If $P$ knew $b$ in a given iteration before sending $s$ to $V$, then you saw in the previous sections how it could convince $V$ it knows $x$ without actually knowing $x$. Therefore, it’s critical that $P$ cannot predict $b$. Either the method by which $V$ selects $b$ must be hidden from $P$, or it must be selected with randomness. A fair coin flip was chosen for the protocol because it’s the simplest approach that satisfies those conditions.

## What if P re-used $r$ between iterations?

$P$ should be careful to not re-use $r$ between iterations because that could accidentally give away the secret! Here is a scenario where $V$ could extract the secret if $P$ isn’t careful

1. $P$ generates $r$ and sends $s = r^2$ to $V$.
2. $V$ sends $b=0$ to $P$ and $P$ sends back $z_1=r$
3. $V$ verifies $z_1^2 = s$ and continues to the next iteration
4. $P$ uses the same $r$ and sends $s = r^2$ to $V$
5. $V$ sends $b=1$ to $P$ and $P$ sends back $z_2=r*x$
6. Now $V$ has both $z_1$ and $z_2$ and can compute the secret as $\frac{z_2}{z_1} = \frac{r*x}{r} = x$

## What does the quadratic residue protocol achieve?

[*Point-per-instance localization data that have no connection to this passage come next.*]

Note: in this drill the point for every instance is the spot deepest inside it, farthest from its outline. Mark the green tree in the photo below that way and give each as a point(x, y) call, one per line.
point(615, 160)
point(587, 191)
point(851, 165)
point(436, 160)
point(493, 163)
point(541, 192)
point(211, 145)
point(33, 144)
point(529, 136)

In the words of Professor Goldwasser, $P$ convinces $V$ not by proving the statement but by proving that it could prove the statement if it wanted to. I’m still trying to wrap my head around that one…

# Conclusion

I hope this article made the quadratic residue example a bit less confusing. If, like me, this is your first foray into zero knowledge and your entire conception of what a proof is and what it means to prove something is upending, buckle up. I have a feeling it just gets more mind-blowing from here.

## Where I’m going from here

I’d like to do another exercise based on the first lecture to deepen my understanding. The first example showed how to prove to a blind verifier that a piece of paper was made of two different colors. I’d like to apply the simulation paradigm to that example to formally show that it’s PZK (Perfect Zero Knowledge). Keep an eye out for that article.